La carte de l'organisme humain est transposée à la société humaine parce qu'elle est composée de trois systèmes qui coopèrent tout en conservant leur autonomie. Steiner, fortement influencé par son prédécesseur anarcho-individualiste, Max Stirner (1806-1856), applique essentiellement la méthode dite de « l'union des égoïstes » que ce dernier avait exposée dans L'Unique et sa propriété (1844). Selon les propres termes de Stirner: "Seuls les individus peuvent s'unir les uns aux autres, et toutes les alliances et ligues de peuples sont et restent des combinaisons mécaniques, car ceux qui s'unissent, du moins dans la mesure où les « peuples » sont considérés comme ceux qui se sont unis, sont dépourvus de volonté. Ce n'est qu'avec la dernière séparation que la séparation elle-même prend fin et se transforme en unification".

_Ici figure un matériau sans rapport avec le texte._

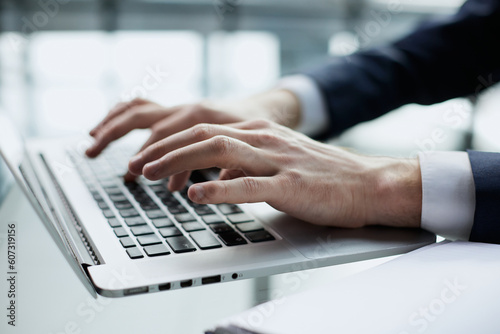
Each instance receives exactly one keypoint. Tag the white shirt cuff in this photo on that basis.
(448, 194)
(314, 115)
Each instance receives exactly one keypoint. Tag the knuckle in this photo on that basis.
(222, 145)
(251, 186)
(196, 112)
(215, 190)
(202, 131)
(294, 177)
(266, 138)
(263, 123)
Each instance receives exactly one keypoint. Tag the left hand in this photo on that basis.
(262, 161)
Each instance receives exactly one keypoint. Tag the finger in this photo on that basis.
(219, 151)
(241, 190)
(120, 126)
(129, 176)
(178, 181)
(198, 133)
(229, 174)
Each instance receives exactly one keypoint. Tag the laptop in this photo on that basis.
(124, 239)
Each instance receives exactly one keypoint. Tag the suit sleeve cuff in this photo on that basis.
(314, 115)
(448, 194)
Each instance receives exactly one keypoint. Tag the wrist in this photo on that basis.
(279, 105)
(396, 193)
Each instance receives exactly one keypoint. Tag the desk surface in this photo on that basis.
(51, 299)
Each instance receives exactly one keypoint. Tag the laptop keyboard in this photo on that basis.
(149, 220)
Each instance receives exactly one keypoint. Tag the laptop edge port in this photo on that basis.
(135, 291)
(211, 279)
(186, 283)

Comme je l'ai expliqué dans mon livre, The Self Unleashed : Max Stirner and the Politics of the Ego (2017) :
« Plutôt que d'accepter l'abstraction de la « communauté », l'égoïste ne voit que l'inégalité et le potentiel d'utiliser ou d'ignorer ses homologues. Cette relation ne doit cependant pas être une exploitation, car les égoïstes sont capables de former des unions pour atteindre leurs objectifs mutuels. Ces unions ne sont pas fondées sur la ferveur religieuse ou les valeurs libérales, par lesquelles les individus eux-mêmes sont liés à un idéal, et elles n'ont pas non plus besoin d'être centrées sur une famille ou une tribu, car l'union elle-même appartient à l'individu et devient sa propriété dans la poursuite de ce dont il a besoin. Ni Dieu, ni l'humanité, ni l'État, ni la nation, ni la famille, ni la communauté ne permettent une telle liberté individuelle. (pp.103-4).
Stirner poursuit en disant que:
Dans une société, on est employé, avec sa force de travail ; dans la première, on vit égoïstement, dans la seconde, humainement, c'est-à-dire religieusement, en tant que « membre du corps de ce Seigneur » ; on doit à une société ce que l'on a, on est lié à elle par le devoir, on est possédé par des « devoirs sociaux » ; on utilise une union, et on l'abandonne consciencieusement et infidèlement lorsqu'on ne voit plus comment l'utiliser davantage.
Si une société est plus que vous, alors elle est plus pour vous que vous-même ; une union n'est que votre instrument, ou l'épée avec laquelle vous aiguisez et augmentez votre force naturelle ; l'union existe pour vous et par vous, la société, à l'inverse, vous réclame pour elle-même et existe même sans vous ; en bref, la société est sacrée, l'union vous appartient ; la société vous consomme.
Comme Steiner, l'importance des systèmes trifonctionnels faisait partie de la philosophie de Stirner et son œuvre était divisée en un trio de stades de développement, tous importants: non intellectuel (enfant), intellectuel (jeune) et égoïste (homme).